On September 18, 2024, the U.S. Federal Reserve (Fed) lowered its key interest rate range to 4.75–5% annually, marking the first reduction since March 2020.
The decision aligned with market expectations.
“Recent data indicates that economic activity continues to grow at a steady pace. Job growth has slowed, and the unemployment rate has increased, but it remains low,” the press release states.
The Fed reaffirmed its previous goals: maximum employment and 2% inflation in the long term. The regulator believes that inflation is “steadily moving” in this direction.
On September 11, the U.S. Bureau of Labor Statistics published its consumer price report, which came in at 2.5%, matching the forecast.

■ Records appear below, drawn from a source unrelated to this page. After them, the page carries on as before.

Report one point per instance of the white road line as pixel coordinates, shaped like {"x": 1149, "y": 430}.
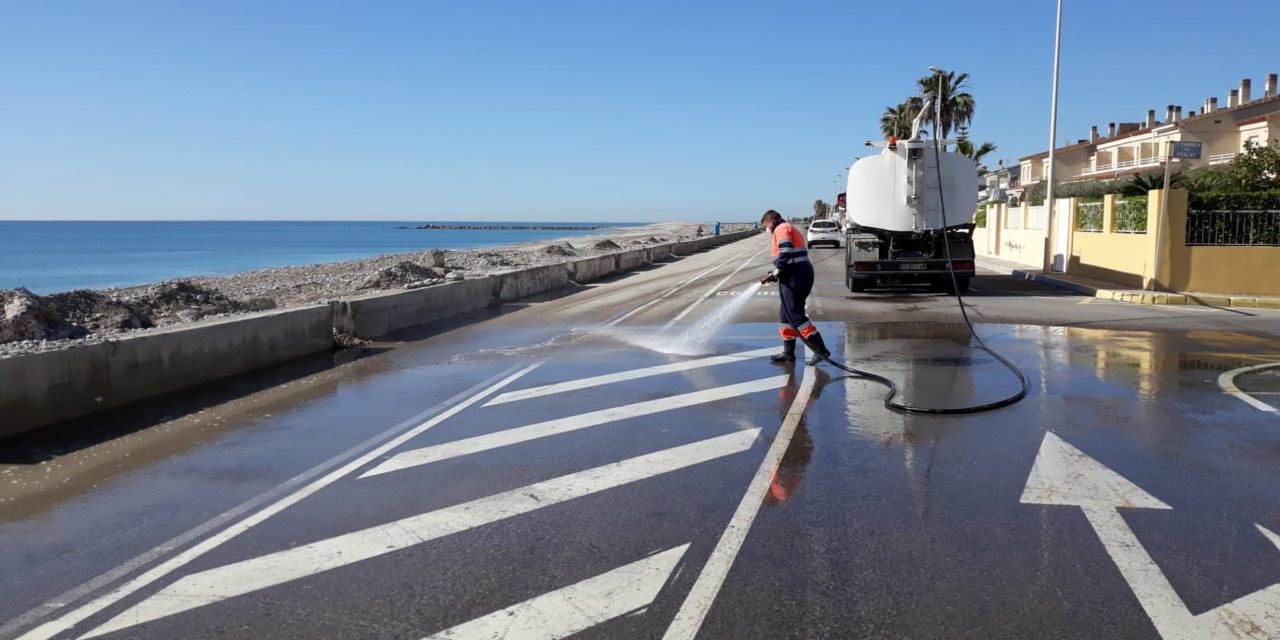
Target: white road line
{"x": 585, "y": 383}
{"x": 668, "y": 292}
{"x": 709, "y": 293}
{"x": 275, "y": 568}
{"x": 699, "y": 600}
{"x": 563, "y": 425}
{"x": 576, "y": 607}
{"x": 77, "y": 616}
{"x": 1226, "y": 382}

In response to the Fed’s decision, Bitcoin surged above $60,000, briefly reaching $61,000.
Following Bitcoin, other digital assets in the top-10 by market capitalization also entered a growth phase.
As of writing, the total cryptocurrency market capitalization stands at $2.15 trillion.
The Fed’s decision today marked the end of the key interest rate-holding cycle. The last change occurred in July 2023, when the Fed raised the range by 25 basis points to 5.25–5.5% annually.
Earlier, analysts from CoinShares linked the increase in inflows to cryptocurrency investment funds with market hopes for a 50 basis point rate cut by the Fed. From September 8 to 14, the inflow was $436 million after a $726 million outflow the previous week.
It’s worth noting that experts have differing opinions on Bitcoin’s prospects for September.